Polymer Mesoscale Structures to Tailor Fluid Flow

Among the greatest challenges in membrane design is producing porous mesoscale materials with uniform pore sizes and well-defined pore size distributions (PSDs), which are critical for understanding and improving separation of complex mixtures. Water filtration membrane pores must necessarily be on the mesoscale (10–100 nm), but PSDs in commercial membranes are formed via highly non-equilibrium processes. These yield very broad PSDs, and always exhibit a permeability/selectivity trade-off. Thus, an urgent need is to disrupt this traditional permeability/selectivity tradeoff by employing novel block copolymer membranes to tune pore size and distribution and create functionality.

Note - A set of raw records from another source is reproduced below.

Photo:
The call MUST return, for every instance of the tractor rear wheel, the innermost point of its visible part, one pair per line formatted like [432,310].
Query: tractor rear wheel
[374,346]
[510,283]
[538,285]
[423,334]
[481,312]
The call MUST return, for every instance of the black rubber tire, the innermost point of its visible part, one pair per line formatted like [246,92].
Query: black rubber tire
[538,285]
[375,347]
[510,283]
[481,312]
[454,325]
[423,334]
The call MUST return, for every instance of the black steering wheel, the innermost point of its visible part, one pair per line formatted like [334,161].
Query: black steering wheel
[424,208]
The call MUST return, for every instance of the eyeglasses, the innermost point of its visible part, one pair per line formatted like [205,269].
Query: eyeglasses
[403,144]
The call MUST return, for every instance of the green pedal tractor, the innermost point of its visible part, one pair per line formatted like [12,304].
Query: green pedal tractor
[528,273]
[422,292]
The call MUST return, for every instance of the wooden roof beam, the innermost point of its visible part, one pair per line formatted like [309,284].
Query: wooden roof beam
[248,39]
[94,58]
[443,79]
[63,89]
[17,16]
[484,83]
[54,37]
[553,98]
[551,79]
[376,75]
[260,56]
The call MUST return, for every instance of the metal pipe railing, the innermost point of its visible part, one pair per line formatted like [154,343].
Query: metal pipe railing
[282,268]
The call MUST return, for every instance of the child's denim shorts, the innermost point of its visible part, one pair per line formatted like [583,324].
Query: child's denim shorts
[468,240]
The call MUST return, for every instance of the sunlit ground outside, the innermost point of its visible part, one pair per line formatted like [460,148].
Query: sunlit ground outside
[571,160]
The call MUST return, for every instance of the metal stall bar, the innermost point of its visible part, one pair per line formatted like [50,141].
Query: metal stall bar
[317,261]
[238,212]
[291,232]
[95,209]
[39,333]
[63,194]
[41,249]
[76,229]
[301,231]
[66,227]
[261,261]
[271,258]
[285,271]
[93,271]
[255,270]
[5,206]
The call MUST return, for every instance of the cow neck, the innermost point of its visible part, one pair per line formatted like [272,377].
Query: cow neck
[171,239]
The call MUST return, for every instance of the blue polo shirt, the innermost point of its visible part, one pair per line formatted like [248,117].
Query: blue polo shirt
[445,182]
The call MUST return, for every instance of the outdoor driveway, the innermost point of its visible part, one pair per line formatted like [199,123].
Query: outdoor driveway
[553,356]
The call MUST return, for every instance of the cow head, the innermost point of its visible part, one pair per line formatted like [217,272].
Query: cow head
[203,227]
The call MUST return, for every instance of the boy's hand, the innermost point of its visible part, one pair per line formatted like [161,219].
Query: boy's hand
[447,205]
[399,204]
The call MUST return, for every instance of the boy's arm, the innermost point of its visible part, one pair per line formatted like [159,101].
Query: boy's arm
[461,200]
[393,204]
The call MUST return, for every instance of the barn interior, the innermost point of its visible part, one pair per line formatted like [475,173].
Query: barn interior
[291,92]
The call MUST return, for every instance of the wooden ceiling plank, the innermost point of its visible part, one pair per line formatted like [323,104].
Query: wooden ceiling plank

One of our key research thrusts is fundamentally focused on understanding the role of the mesostructure in a fluid traversing a pore. We leverage experiment, theory, spectroscopy, and modeling to study transport of fluids in porous structures by designing, developing, and modeling a library of pore-forming block copolymers with known and optimized porosity, geometry, and pore wall chemistry. This will allow us to understand how those parameters affect transport and separation of both simple solution and complex multi-component fluids. Experiment, theory, and modeling are combined to fundamentally understand the rules of water filtration membrane and design the “best” pores.

Triblock terpolymers are used to form continuous morphologies, such as cylinders, that form pores when the sacrificial PLA block is removed (left). Changes in chemistry affect pore size, with large changes in water diffusion (right).

Triblock terpolymers are used to form continuous morphologies, such as cylinders, that form pores when the sacrificial PLA block is removed (left). Changes in chemistry affect pore size, with large changes in water diffusion (right).

Molecular Diffusion in Membranes over Different Length Scales

A rich variety of experimental and simulation techniques exist which can be employed to elucidate diffusion processes and molecular dynamics in polymer membranes over different length and time scales.  Use of complementary experiments and simulations can enable unique access to the fundamental interplay between diffusion at different length scales.

Macroscopic techniques, such as gradient-driven salt and water permeation measurements, observe Fickian diffusion processes occurring on the order of the thickness of the polymer membrane.  Microscopic NMR techniques, such as Pulsed-Field Gradient (PFG) NMR, measure self-diffusion coefficients of NMR active species driven by Brownian motion at equilibrium.  Electrochemical techniques using alternating (AC) or direct currents (DC) often measure ionic conductivities arising from ion migration under an applied electric field gradient.  High frequency AC measurements can examine microscopic polarization and molecular orientations, while short-frequency AC or DC measurements can observe diffusion at microscopic or even macroscopic length scales.  Molecular scale techniques such as Electron Paramagnetic Resonance (EPR) and Overhauser Dynamic Nuclear Polarization (ODNP) examine the dynamics of single molecules over very short, sub-nanometer length scales in the vicinity of a spin probe.  Finally, a wealth of molecular simulation techniques can probe particle mean squared displacement and diffusion at equilibrium and under applied gradients.

Diffusion measurement and simulation techniques for polymer membranes probe molecular motion at different length scales.

Diffusion measurement and simulation techniques for polymer membranes probe molecular motion at different length scales.